Equity in Healthcare
For the very first time in American history, females now outnumber males in medical school. This is perhaps the most widely celebrated fact each time the subject of gender equity in healthcare is discussed in 2018. However, this new statistic signifies another, rather unfortunate one: the disparity between women in healthcare and women in healthcare leadership is now at an extreme given the few female department chairs, deans, and c-suite executives. As a surgical subspecialty resident, I can attest to this: 3% of department chairs within my specialty are women. Since women are still minorities in surgical disciplines, disparities in leadership may be attributed partly to a catch-up effect from decades of under-representation and exclusion. However, Dr. Ora Pescovitz discussed in her keynote speech that implicit bias continues to play a significant role in the promotion (or lack thereof) of women in medicine.
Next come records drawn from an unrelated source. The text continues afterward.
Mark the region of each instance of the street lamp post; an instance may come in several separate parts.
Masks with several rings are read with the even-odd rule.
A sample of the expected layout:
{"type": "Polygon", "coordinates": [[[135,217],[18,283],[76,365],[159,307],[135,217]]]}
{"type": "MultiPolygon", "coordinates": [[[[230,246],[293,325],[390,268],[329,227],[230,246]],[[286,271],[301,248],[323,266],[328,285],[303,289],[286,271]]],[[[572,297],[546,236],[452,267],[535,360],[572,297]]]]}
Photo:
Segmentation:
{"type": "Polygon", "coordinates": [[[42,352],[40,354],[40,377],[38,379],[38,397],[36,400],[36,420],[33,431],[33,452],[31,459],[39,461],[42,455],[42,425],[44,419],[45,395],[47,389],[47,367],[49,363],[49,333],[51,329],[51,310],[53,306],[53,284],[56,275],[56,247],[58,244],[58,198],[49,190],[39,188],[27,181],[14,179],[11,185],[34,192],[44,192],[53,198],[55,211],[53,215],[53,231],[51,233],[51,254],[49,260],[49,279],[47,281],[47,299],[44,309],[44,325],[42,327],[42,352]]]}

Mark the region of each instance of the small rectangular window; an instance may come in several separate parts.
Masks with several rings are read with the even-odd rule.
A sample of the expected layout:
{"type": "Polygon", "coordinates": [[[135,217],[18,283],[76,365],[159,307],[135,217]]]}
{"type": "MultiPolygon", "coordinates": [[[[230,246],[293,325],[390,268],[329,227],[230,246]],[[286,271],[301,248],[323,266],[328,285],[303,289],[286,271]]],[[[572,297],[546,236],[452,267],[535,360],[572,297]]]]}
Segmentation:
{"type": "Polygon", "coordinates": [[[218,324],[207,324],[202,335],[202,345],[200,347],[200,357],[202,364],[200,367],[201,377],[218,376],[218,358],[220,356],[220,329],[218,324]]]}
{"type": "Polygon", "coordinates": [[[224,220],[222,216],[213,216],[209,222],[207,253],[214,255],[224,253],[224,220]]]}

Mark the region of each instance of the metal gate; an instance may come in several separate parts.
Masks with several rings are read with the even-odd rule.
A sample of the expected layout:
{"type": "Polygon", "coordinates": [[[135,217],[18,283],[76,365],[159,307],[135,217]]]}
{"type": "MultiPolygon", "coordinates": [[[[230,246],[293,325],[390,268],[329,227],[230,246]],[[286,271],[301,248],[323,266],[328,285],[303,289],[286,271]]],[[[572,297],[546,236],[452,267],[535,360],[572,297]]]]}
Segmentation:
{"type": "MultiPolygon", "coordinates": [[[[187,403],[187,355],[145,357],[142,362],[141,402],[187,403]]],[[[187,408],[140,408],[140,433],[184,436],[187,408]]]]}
To tackle this widening gap, AMWA is in the process of launching a “Fixing the Leaky Pipeline” initiative to address the professional development of women in all phases of their medical careers.
In January 2018, prior to the shooting at Marjory Stoneman Douglas High School, the JAMA Network Editors published an editorial across all JAMA journals titled “Death by Gun Violence — A Public Health Crisis.” A press release this February from the AMWA Gun Violence Prevention Task Force (established in 2015) similarly declared gun violence a major public health threat. In a riveting discussion, trauma surgeon and leader of the task force, Dr. Stephanie Bonne discussed several grave facts and figures:
- Over 17,000 children are shot every year in the United States
- American children between the ages of 5–14 are 17 times more likely to be murdered by a gun
- Gun violence disproportionately impacts women, children, minorities, and those with mental illnesses
This year’s AMWA meeting dates coincided with the March for Our Lives in Washington, DC. In solidarity from a distance, AMWA members wore orange T-shirts declaring “Gun Violence is a Public Health Issue.” The Gun Violence Prevention Task Force, now more vitalized than ever, continues to conduct grassroots work across medical institutions around the country.
In a changing world, we find ourselves redirecting our attention and efforts to rising tides that threaten the progress and well-being of our society. But we are not redefining what and who we’re fighting for which has been equity in all facets of life for all people. In the age of #ILookLikeASurgeon and #IAmBlackwell, female physicians around the country are leading movements within a larger, amalgamated undertaking for equity and justice. We invite you to be a part of it.
Dr. Zainab Farzal is a surgeon-scientist track resident physician in the Department of Otolaryngology-Head & Neck Surgery at the University of North Carolina at Chapel Hill.